Its so easy to spend too much money in the supermarket, the odd quick trip in to buy milk and you come out with 4 or 5 things you didnt even know you needed, and there you have it another £10 spent. I love to try new things and keep meals varied which means I get easily distracted when in the supermarket and trying out new recipes sometimes means buying new ingredients. My trips to the supermarket always end up with me buying things that are not on my list!
So as a challenge to myself I am going to stick to a budget and plan my meals and use up all those random things that I have sitting in my cupboard and freezer. Starting on the first of February, conveniently a saturday I will become queen of the budget and with the money I save I will have spending money for my upcoming trips to Berlin and South Africa – hurrah! Ok something tells me I wont be saving that much money but its certainly a start and a start to me being a better shopper! 🙂
With the grand plan in mind I need to forward plan cheap meals that are flavoursome and freezewell. I am going to plan my weekly meals and stick to it, so no buying of random food half way through the week or going off piste. But it does mean I get to try out some new recipes, one pot wonders and lots of home baking!
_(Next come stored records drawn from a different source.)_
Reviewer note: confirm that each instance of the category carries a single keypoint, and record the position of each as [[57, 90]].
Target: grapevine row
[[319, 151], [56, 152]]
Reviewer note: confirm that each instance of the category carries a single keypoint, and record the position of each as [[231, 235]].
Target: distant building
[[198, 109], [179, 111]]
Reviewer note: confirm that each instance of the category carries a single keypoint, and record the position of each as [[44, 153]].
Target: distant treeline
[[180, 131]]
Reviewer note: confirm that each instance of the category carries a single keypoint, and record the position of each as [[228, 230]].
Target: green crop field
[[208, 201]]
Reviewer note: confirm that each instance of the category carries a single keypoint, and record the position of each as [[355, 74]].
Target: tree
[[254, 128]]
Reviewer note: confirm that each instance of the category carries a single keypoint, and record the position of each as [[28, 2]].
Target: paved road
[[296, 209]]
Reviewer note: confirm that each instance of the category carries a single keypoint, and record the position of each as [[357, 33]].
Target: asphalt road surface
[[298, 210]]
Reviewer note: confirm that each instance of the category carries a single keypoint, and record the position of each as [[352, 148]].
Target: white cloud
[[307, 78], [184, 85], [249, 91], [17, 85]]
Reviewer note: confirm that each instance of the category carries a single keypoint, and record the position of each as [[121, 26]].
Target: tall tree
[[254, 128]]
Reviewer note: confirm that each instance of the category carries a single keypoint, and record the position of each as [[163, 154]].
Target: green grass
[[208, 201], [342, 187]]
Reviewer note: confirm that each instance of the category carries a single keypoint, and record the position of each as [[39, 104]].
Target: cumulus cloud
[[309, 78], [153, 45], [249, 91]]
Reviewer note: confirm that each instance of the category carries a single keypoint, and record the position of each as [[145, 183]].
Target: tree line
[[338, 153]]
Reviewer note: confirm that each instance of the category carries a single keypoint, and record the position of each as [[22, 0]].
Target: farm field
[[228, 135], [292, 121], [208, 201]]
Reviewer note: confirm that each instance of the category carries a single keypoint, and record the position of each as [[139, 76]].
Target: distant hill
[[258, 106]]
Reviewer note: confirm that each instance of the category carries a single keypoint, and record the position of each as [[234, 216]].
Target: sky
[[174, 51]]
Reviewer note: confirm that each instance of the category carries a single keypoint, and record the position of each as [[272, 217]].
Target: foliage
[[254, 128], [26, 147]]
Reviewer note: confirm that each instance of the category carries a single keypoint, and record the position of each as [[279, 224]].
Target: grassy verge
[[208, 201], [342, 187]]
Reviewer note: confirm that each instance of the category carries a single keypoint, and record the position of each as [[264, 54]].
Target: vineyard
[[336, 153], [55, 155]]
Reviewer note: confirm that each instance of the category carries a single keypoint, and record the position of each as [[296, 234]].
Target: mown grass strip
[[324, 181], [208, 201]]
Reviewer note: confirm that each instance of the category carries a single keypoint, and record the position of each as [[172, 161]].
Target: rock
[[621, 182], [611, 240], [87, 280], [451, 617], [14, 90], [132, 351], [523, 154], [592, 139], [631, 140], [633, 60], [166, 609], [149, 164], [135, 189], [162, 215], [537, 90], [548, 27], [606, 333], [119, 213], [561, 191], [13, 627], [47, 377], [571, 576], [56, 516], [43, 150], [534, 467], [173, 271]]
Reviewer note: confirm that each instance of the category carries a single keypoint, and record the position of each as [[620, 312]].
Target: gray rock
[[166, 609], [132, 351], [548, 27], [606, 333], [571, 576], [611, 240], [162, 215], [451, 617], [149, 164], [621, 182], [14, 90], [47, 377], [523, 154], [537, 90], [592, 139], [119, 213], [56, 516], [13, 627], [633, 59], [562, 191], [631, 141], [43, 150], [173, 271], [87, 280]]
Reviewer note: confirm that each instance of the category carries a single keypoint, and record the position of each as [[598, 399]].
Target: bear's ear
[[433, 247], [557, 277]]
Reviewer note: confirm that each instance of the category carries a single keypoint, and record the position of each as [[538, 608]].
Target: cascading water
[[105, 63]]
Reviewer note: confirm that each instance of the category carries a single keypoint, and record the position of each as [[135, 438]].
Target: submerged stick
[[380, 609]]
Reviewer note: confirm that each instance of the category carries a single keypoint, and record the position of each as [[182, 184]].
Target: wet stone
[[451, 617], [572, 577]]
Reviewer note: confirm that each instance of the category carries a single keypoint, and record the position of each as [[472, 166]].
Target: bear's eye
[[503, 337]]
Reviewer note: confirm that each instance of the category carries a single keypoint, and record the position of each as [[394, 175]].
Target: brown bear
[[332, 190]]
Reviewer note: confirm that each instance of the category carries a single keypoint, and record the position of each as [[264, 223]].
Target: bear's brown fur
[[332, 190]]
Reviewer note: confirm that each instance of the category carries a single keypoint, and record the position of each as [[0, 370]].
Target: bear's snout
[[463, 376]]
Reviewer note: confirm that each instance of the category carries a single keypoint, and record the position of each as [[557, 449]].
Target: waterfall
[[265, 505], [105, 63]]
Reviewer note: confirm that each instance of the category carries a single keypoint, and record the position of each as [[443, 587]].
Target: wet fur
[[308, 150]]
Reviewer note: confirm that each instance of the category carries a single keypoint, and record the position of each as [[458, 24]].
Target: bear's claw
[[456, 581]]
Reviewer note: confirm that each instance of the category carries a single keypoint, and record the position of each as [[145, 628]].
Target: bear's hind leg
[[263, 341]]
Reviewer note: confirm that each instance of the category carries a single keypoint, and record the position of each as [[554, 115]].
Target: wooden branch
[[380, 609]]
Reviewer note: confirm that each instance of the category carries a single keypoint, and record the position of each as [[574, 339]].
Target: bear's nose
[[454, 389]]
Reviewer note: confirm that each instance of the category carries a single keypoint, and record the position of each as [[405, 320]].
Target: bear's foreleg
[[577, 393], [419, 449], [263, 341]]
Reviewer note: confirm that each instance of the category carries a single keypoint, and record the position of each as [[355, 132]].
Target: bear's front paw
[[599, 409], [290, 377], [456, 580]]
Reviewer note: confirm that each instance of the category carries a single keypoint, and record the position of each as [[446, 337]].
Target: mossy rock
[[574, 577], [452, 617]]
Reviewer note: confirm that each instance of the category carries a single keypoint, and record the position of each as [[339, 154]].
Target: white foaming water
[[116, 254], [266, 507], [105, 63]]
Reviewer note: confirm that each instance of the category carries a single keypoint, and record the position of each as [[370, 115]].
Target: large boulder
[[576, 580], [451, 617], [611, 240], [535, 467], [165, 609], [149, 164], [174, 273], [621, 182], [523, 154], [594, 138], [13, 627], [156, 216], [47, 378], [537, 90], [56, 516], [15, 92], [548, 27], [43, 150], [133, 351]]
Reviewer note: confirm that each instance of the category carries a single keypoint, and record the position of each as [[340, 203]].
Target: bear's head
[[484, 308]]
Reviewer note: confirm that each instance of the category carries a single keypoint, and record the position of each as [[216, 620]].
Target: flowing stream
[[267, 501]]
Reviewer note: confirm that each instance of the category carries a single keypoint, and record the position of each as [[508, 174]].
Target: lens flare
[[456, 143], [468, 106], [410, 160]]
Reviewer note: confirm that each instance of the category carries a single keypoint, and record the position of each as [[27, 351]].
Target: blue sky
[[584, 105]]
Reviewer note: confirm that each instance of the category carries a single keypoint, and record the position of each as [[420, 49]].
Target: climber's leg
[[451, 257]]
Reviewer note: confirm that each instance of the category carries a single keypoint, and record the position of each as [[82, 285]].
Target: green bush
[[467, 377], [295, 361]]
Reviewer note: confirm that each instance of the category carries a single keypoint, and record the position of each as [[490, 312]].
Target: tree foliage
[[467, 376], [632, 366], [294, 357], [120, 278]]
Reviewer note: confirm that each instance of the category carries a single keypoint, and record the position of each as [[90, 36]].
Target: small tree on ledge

So what is in the shopping basket this week – Gyoza dumplings, Chicken Soup and Wild Rabbit Ragu…. oh and some baked goods I am sure!
So to start my frugal month I am starting with a soup. Its a quick and easy chicken and vegetable soup, that is full of vegetables and flavour and will make 5-6 portions, so some for the fridge and some for the freezer!
2 chicken breasts
1 white onion, chopped into small pieces
3 carrots, chopped into small pieces
2 stalks of celery, chopped into small pieces
2 garlic cloves
1 courgette, chopped into small pieces
100g button mushrooms, sliced
1.5l chicken stock
2 tsp of mixed herbs ( or basil, thyme, and a bit of rosemary)
2 bay leaves
half a savoy cabbage, finely sliced.
1. Poach two chicken breasts in some stock. (To poach, place the chicken in a heavy bottom pan and pour in enough stock just to cover the chickn, add a couple of bay leaves and a couple of teaspoons of mixed herbs. Bring the stock to the boil and then reduce to a simmer for 10mins, turn off the heat and leave in the stock for a further 15mins. Once cooked, pour some of the cooking stock into a jug and save for later. Take the chicken out and shred. Put the chicken aside for later.
2. Sweat the onions down in the heavy bottom pan for 4-5mins until they go clear, then add the carrots, celery and garlic.
Continue to sweat for a further 4-5mins. Add the courgette and mushrooms, along with the rice and chicken.
Stir, so the rice covers the vegetables. Pour in the stock (use some of the left over poaching water) and season with the herbs, salt and pepper. Bring to the boil, and then turn down to simmer and cover. After 5minutes of cooking, give it a good stir and then stir in the cabbage. Cook for a further 10-15mins until all the vegetables are cooked through. Check for seasoning and then serve!
Wish me luck on my frugal planning and Enjoy!!